I've spent the past few years at the Hub Cafe reading your very narrow-minded perspectives of Orange County Hot Spots, you know . . . where you have one drink somewhere and print your OC Register– (ohhhh . . . please let me get an internship there) wannabe journalistic account of your “whole evening there.” The socially inept people, as we are, count on your hapless views of OC nightlife to make meager meaning of our lives. Do us all a favor . . . take the time to actually get to know that drunk girl who “took over” your booth at the bar because I'm sure under any other circumstance, she could become your best friend. After all, I'm sure you've never been drunk at a bar, and thank God you didn't run into anyone that made a public spectacle of it. Print this if you're tough enough. . . .

. . . Josh
via e-mail
I LOVE LOONEY

Steve Lowery's review of A Beautiful Mind (Script Doctor's “Predictably Unpredictable,” March 15) is an amazing example of how a reviewer gets away with slurs. If you direct them against a member of the right group, they're okay, I guess. And you don't even have to bother with reviewing the movie if you tap enough popular prejudices. “Not Playing With All His Chips ,” “schizo” and “a man out of control” all may be useful terms for passing the Beavis and Butthead “cool [belch]” test for irreverance.
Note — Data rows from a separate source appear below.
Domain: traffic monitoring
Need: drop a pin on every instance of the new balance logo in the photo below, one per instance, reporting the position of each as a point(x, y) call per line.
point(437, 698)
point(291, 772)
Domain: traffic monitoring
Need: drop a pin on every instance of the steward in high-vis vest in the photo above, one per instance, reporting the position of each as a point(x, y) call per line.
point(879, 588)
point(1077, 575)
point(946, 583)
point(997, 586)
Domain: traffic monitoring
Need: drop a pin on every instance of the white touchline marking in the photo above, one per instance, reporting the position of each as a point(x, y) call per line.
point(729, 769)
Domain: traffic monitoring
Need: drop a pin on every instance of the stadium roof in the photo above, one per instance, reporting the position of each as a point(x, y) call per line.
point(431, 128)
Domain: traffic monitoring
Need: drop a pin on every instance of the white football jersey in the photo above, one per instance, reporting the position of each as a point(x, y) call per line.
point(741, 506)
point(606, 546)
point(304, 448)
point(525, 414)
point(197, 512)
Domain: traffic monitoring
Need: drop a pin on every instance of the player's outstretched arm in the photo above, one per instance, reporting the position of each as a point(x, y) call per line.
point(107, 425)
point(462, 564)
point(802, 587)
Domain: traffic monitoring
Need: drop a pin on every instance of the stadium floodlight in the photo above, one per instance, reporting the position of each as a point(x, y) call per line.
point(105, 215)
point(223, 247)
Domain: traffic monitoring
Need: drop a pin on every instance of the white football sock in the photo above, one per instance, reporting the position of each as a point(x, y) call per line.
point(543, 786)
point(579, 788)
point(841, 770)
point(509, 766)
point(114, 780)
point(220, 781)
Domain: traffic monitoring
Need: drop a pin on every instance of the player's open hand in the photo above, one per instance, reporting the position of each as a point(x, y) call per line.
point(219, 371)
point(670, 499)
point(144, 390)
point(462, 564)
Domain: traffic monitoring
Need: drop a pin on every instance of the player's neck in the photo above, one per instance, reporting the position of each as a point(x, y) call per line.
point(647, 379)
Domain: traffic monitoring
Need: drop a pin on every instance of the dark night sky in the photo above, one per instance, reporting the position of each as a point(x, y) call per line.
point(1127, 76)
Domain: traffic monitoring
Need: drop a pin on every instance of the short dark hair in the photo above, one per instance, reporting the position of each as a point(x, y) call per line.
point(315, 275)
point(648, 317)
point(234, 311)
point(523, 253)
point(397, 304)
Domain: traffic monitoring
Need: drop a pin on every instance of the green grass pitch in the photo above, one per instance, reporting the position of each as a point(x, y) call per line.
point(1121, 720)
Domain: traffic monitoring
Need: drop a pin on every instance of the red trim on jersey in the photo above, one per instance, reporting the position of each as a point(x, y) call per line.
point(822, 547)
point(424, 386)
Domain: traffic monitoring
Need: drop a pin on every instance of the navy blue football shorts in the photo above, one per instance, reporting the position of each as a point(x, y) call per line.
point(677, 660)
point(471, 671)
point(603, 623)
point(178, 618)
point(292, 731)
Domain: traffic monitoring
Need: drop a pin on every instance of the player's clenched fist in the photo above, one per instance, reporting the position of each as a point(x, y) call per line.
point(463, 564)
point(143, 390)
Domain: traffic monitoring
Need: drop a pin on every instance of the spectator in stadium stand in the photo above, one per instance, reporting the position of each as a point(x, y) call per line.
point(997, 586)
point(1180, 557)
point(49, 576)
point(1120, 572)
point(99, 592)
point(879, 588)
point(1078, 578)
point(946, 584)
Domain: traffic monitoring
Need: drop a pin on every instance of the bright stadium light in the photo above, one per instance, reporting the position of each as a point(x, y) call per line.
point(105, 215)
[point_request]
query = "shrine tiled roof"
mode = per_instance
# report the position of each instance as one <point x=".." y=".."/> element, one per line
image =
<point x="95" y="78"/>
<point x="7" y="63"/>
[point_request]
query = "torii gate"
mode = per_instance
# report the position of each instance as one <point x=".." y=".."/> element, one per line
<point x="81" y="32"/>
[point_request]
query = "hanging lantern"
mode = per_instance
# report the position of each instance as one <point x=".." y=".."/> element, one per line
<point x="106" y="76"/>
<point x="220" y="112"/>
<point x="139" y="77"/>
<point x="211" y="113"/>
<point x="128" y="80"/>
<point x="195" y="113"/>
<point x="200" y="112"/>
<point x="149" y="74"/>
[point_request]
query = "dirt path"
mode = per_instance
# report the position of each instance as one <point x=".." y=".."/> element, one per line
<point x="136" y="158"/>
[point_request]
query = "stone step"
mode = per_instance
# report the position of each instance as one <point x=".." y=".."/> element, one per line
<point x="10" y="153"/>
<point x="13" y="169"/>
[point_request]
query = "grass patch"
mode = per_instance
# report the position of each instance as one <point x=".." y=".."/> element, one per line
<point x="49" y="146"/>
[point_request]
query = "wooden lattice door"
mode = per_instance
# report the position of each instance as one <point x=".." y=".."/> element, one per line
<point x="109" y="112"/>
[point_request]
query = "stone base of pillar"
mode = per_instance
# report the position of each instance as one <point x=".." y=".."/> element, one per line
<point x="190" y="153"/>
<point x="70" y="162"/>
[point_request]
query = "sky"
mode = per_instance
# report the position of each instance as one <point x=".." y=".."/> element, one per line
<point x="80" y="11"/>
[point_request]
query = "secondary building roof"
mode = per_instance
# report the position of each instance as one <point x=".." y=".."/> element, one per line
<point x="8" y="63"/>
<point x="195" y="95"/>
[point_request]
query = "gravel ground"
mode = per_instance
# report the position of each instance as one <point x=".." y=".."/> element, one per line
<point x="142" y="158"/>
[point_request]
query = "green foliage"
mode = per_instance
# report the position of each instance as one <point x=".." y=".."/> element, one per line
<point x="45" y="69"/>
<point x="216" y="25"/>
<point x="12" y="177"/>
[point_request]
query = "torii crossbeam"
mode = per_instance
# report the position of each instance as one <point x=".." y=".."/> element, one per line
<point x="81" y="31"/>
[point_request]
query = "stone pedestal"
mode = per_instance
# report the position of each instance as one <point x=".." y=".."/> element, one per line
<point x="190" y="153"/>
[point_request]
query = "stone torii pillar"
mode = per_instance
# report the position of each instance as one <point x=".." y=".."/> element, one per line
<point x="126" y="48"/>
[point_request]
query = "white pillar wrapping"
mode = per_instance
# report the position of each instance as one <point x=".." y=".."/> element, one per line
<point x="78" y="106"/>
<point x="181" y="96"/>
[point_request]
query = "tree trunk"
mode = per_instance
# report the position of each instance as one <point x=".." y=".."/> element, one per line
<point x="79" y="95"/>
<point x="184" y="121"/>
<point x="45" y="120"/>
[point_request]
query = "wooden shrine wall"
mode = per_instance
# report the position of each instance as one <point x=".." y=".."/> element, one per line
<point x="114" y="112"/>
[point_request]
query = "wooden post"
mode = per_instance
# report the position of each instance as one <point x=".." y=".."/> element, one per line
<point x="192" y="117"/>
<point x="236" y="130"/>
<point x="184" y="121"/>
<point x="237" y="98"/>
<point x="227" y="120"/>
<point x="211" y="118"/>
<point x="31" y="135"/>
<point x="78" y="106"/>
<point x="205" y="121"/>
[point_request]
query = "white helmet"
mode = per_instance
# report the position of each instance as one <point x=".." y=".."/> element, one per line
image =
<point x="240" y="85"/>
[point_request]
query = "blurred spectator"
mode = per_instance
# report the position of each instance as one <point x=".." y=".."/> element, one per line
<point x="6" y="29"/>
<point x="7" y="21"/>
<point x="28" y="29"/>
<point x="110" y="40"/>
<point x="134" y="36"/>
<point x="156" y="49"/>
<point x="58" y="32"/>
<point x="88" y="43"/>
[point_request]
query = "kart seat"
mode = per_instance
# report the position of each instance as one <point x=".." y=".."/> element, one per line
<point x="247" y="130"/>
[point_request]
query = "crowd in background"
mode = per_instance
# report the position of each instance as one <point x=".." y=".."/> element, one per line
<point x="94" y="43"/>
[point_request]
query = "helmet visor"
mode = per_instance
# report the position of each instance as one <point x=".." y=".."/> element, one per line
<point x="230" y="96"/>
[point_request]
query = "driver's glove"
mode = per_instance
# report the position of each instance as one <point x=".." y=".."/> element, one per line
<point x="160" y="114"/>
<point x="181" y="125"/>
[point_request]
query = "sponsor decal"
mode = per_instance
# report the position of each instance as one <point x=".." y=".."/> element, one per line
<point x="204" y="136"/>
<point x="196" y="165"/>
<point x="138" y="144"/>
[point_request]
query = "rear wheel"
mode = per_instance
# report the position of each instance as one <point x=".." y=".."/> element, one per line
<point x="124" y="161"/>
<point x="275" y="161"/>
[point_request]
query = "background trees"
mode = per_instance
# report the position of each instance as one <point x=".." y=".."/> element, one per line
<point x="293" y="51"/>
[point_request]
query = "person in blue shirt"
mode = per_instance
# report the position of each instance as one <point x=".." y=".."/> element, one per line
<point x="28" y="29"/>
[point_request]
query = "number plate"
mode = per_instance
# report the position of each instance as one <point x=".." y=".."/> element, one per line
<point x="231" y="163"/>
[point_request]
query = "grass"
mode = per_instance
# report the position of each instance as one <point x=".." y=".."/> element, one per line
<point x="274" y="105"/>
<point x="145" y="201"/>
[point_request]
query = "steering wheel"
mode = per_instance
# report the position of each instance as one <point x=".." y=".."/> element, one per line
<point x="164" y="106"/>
But Lowery—who I hope wouldn't similarly label anyone for ethnicity, gender, religion or sexual orientation—applies these terms liberally.

Art Blaser
via e-mail

Steve Lowery, who sees a Vicar and a monkey dancing in the ink blot, responds: I argued thatA Beautfiul Mind made light of schizophrenia by suggesting that one could simply ignore the voices in their head. Those “slurs” were to point out that the movie didn't really care about mental illness, just that it made a fine vehicle for Russell Crowe to seem more sympathetic. I can assure you that I have nothing but the highest respect and deepest compassion for those in the loon community, as does everyone here at theWeekly. Why, I believe the man who runs this paper to be completely deranged or Irish—I'm not sure which, but does it really matter? The point is we love crackpots, nutcases and squirrel bait for their demented ravings and fashion choices. If anyone culled any other impression from my article, I suggest they see a psychiatrist immediately.